Empat anggota keluarga yang bahagia harus menerima nasib yang tidak mereka duga sebelumnya. Gempa bumi melanda kota dan meratakan bumi dengan skala ritcher yang sangat tinggi. Anak kembar mereka, Fang Deng dan Fang Da terjepit di gundukan batu dan sang ibu diharuskan memilih salah satunya. Opsi yang tak akan sanggup dilakukan oleh ibu manapun di dunia ini. Selepas kejadian itu, ternyata yang terjepit masih bernyawa dan diadopsi. Hingga berpuluh-puluh tahun kemudian, kemelaratan perlahan berubah menjadi sebuah paket kebahagiaan.

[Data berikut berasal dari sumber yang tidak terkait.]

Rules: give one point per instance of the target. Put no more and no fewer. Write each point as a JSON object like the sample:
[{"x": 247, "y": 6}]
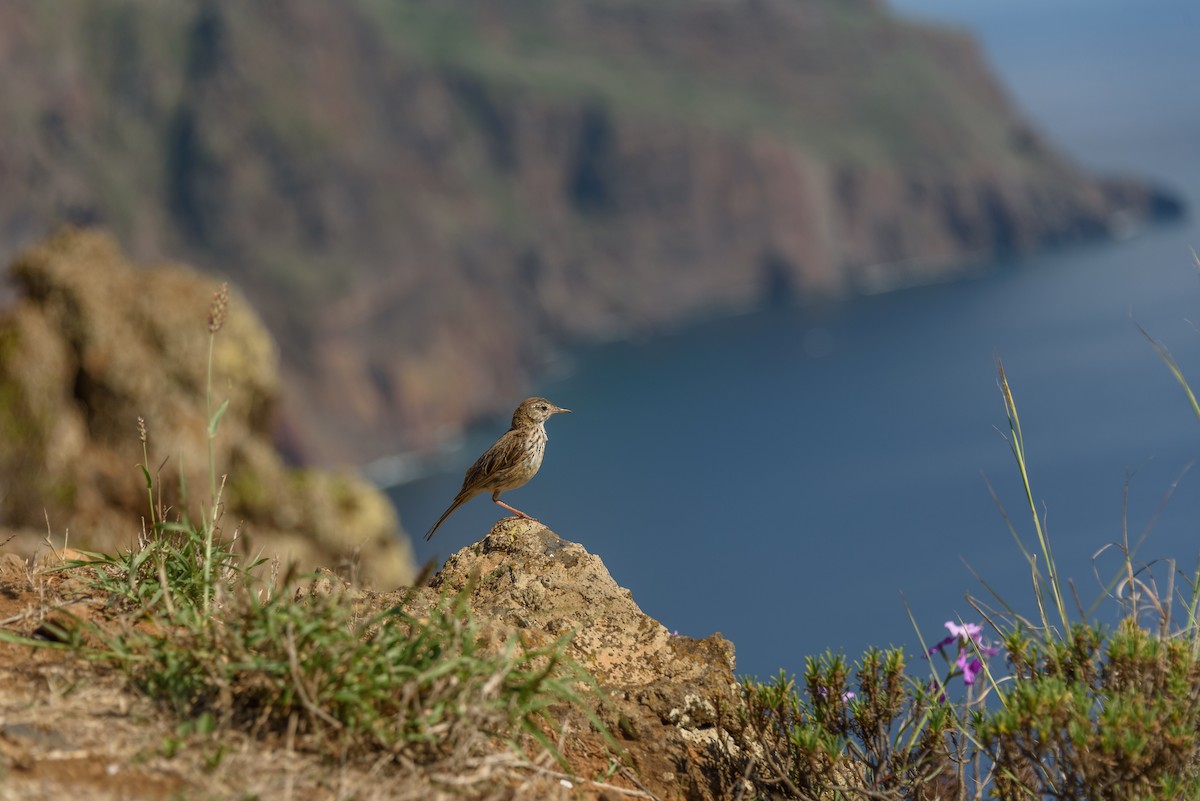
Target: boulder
[{"x": 105, "y": 366}]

Seperti judulnya, film ini menjelaskan tentang paska gempa yang terjadi. Penonton dibawa oleh 3 karakter utama (yang masih hidup) dalam menyelami lebih dalam kegundahan dan dampak dari peristiwa mengenaskan tersebut. Bisa dibilang, gempa bumi itu adalah latar belakang sebagai jembatan untuk menelusuri kisah drama selanjutnya. Untuk sebagian orang, part ini terasa membosankan, namun bagi saya inilah klimaksnya. Kita tidak hanya diberikan drama berkesedihan sepanjang film, namun juga sesekali mengenal tata rumah tangga mereka yang kadang berada di bawah dan juga di atas. Para tokoh mengalami yang namanya siklus hidup. Menandakan jika tidak ada yang tidak beruntung atau sebaliknya di dunia ini.

Melodramatik yang ada di film ini mungkin dinilai terasa berlebihan, karena walau dalam keadaan bahagia sekalipun, air mata tetap saja menetes. Aktornya yang bermain terlalu bagus atau sang sutradara menginginkannya begitu saya juga tidak tau. Yang jelas, para aktor di film ini sangat memesona. Terlebih adalah pemeran Fang Deng cilik yang berhasil menampilkan performa kakap meski umurnya tidak lebih dari 15 tahun. Ia bisa meluapkan kesedihan tiada tara hanya lewat ekspresi mukanya. Tidak bisa membayangkan yang lebih dari apa yang telah ia berikan.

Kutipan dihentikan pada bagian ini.